Netflix’s “Parisian Agency: Exclusive Properties” shows the difference between surface-level architectural knowledge and market knowledge and expertise, writes Molly McKinley.
Over the weekend, I binge-watched the French family brokerage reality show “Parisian Agency: Exclusive Properties” on Netflix, hoping that it would be, as the Gallic term goes, “selling sunset.” it’s not.
When the Kretz family shows off a property, they talk about the quarry where the marble came from. They know the original architect, the renovation history, what direction the house is oriented and how that shapes the quality of light in each room at any time of the day.
They absorb the property into their professional identity before the buyer even walks through the door. If the client objects, a solution is already in place because the client understands his psychology even before the showing takes place.
They are not touring the house, they are interpreting the house.
France vs. America real estate reality show
I couldn’t help but compare this to US real estate shows. The focus is on commission totals, wardrobes, and the drama of who said what in the boardroom. Other than the wide range of beautiful shots, these properties are mostly haphazard and few agents actually show any legitimate professionalism.
I understand that producers edit for drama, but the warning is real. But the differences in what each culture treats as aspirations are worth noting. That’s because one of those approaches has a serious underlying structural problem.
In the American real estate industry, this has become so commonplace that few people see it as a problem. Agents regularly experience homes for the first time with buyers. They open the MLS sheet in their car, take a quick look at the square footage, and walk in together to learn about the property in real-time while proving they are experts in the space.
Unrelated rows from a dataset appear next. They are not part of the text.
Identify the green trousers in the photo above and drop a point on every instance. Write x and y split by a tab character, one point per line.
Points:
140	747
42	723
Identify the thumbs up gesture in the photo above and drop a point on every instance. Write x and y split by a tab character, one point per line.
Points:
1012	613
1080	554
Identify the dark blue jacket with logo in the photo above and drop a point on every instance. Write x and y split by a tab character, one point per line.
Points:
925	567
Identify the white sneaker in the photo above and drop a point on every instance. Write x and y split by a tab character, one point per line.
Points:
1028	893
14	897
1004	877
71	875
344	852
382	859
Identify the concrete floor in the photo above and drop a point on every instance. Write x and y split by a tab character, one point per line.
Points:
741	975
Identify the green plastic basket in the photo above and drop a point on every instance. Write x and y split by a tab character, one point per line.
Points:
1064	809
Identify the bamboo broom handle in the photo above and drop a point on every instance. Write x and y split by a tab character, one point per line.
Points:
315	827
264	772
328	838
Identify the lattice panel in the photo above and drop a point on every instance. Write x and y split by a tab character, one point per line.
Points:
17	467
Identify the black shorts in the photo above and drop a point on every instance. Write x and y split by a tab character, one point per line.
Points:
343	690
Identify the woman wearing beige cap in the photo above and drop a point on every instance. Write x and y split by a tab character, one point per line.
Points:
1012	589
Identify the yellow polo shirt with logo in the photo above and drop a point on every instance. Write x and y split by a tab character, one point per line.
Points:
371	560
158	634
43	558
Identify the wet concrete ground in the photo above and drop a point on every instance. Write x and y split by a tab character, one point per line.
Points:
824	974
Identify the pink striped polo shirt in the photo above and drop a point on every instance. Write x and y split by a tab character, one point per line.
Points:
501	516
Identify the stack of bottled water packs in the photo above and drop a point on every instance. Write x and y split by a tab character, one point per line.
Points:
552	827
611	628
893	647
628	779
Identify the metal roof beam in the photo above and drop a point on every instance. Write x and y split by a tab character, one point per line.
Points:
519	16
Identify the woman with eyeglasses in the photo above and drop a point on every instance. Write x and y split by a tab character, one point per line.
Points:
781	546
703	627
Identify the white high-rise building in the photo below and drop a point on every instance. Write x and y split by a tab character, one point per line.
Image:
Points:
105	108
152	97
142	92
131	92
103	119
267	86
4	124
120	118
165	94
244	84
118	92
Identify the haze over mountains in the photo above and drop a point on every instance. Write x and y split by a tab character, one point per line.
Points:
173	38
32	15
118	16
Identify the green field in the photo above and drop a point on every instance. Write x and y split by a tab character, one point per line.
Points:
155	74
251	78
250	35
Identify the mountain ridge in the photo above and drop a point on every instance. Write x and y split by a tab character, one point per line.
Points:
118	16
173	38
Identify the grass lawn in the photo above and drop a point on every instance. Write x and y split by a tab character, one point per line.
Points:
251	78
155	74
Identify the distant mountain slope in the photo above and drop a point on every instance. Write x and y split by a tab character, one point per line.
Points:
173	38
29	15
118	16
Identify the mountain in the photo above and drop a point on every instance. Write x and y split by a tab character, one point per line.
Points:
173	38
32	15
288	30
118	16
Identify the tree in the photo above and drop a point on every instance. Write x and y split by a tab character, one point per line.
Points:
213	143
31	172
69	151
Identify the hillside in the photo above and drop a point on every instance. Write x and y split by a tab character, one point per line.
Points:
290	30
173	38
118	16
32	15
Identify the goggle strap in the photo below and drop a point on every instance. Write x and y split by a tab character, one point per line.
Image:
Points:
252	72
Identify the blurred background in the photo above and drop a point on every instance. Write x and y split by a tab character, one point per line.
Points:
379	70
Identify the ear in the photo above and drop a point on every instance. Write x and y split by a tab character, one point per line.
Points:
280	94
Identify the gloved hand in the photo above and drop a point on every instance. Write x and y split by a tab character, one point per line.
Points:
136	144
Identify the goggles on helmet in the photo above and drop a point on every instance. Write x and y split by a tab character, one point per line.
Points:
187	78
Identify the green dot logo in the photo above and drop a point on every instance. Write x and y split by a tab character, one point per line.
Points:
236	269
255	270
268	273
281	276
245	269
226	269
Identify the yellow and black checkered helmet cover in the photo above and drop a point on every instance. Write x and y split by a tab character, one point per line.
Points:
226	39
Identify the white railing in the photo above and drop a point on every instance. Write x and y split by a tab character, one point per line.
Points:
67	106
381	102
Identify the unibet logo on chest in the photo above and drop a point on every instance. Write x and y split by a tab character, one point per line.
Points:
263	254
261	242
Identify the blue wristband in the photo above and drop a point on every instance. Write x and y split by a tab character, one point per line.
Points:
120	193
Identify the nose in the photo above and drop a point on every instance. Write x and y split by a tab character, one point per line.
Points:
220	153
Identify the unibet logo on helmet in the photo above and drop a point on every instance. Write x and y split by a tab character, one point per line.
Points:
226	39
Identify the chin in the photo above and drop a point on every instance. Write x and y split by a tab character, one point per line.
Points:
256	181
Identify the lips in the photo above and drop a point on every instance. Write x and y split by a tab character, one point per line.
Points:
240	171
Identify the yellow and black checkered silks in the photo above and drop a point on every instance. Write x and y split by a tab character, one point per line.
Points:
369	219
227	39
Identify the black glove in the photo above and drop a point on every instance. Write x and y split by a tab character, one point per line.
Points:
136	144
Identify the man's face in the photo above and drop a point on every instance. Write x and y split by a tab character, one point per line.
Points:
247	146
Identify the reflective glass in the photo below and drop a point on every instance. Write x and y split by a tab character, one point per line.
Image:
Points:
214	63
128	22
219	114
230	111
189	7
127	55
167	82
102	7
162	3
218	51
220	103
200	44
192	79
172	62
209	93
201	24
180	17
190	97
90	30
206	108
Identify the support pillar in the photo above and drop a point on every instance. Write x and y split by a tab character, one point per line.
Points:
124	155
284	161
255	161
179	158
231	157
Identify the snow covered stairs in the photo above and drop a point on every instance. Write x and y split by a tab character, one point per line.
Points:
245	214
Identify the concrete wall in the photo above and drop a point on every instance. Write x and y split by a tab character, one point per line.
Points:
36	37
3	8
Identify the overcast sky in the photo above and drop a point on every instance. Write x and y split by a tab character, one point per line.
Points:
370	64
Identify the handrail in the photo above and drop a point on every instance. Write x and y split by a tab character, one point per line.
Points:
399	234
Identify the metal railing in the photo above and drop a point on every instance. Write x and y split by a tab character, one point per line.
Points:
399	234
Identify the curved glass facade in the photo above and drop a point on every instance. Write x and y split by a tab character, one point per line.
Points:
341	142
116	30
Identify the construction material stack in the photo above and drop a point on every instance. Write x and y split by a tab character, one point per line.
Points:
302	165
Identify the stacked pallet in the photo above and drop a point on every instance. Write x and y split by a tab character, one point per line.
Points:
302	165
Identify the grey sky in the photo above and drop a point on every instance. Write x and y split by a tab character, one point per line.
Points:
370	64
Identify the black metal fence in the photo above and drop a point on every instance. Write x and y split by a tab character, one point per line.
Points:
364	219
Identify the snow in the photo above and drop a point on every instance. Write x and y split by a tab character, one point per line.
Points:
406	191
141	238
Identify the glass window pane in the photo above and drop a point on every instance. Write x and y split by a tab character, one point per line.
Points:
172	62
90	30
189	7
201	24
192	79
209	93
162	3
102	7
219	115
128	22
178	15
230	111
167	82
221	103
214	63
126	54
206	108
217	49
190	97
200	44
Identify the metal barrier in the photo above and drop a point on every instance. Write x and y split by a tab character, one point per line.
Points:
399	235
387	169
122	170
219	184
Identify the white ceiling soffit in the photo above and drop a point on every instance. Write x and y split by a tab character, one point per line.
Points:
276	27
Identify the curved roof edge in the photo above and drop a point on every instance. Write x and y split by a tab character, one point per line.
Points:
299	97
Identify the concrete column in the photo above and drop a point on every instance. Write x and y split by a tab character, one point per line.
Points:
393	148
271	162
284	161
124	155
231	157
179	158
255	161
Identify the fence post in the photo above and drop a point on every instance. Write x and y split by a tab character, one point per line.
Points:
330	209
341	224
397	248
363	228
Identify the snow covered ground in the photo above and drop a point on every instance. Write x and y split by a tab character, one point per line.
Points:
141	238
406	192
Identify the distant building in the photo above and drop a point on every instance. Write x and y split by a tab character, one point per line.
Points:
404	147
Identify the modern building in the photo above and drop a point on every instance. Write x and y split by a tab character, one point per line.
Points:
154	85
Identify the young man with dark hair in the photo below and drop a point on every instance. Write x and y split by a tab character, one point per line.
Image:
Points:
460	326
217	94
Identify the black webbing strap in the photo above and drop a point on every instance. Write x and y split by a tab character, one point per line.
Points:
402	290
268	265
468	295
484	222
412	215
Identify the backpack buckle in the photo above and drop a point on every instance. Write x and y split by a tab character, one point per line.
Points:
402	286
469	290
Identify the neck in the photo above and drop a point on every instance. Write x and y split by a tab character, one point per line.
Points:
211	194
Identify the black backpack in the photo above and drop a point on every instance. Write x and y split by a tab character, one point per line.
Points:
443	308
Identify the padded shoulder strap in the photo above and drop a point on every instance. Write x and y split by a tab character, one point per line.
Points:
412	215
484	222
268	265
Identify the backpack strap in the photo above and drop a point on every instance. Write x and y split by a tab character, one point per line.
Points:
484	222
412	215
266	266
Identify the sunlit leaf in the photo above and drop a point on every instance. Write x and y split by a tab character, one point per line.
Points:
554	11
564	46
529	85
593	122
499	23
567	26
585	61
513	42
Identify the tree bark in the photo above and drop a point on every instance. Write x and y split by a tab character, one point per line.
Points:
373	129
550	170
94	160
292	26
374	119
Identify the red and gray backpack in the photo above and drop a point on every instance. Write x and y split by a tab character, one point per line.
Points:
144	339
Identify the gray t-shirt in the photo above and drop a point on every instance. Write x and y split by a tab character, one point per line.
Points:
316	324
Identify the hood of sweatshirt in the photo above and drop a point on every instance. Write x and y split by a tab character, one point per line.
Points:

It’s not a pretense. It’s a commission tour.
Actual expertise varies.
That means walking alone around the property first thing in the morning and understanding how the light flows into the kitchen by noon. That means knowing whether the pipes are original or updated, whose neighbor it is to call about the fence line, and what the road sounds like on a Tuesday afternoon and Saturday morning. That means understanding the history of the community, not just the current price per square foot.
Provenance isn’t just an extravagant detail reserved for French castles. Every property has a story, and an agent’s job is to know it before the client asks.
This level of preparation changes the entire dynamic of the screening. If you already know what someone is likely to resist, address it before they voice it. Dissent never becomes a negotiation. This will be a conversation that you have guided from the beginning.
Implementation of the EEAT framework
Google’s EEAT framework, which stands for Experience, Expertise, Authority, and Trustworthiness, was designed to evaluate online content. It accurately reflects why real estate professionals are truly trusted by their clients.
AI can now generate content that looks experienced. We can create a property description, neighborhood overview, market analysis, and bio that suggests 20 years of deep local knowledge. On the surface, it looks authoritative.
Clients will become very good at telling the difference between confidence created and authority gained. Agents who have built reputations on the amount of content and growing personal brands are finding the floor is falling off. An agent who knows where the marble comes from is fine.
The training gap is not a technology problem. Brokers are investing heavily in CRM onboarding, social media playbooks, and lead generation tools. By comparison, the investment in actual product knowledge is small. It requires a cultural decision.
Have your agent walk the property and take an architecture or design course before showing it. Develop client psychology as a true competency, not a footnote to soft skills. We value the agent who can talk about the orientation of the house, its materials, and its place in the story of the neighborhood more than the agent who can speak most confidently in front of the camera.
It’s the difference between surface level knowledge and actual depth.
The same principle applies to brokerage introductions. Brand consistency is the visual and verbal match between what a company claims to be and what clients actually experience.
The current winning brokerages made the same decision as the Kretz family. They defined what they stood for and made sure everything reflected that. It’s training. design. Client experience. knowledge. Everything is ready.
The French have a saying: “L’have ne fait pas le moine.” Habits do not make you a monk. In real estate, it’s not about cameras, commissions, or just aesthetics. But you can hack it if you try.
Molly McKinley is the founder of Redtail Creative and the Entrepreneur in Residence at Meredith College, where she teaches Entrepreneurship, Innovation, and Social Impact.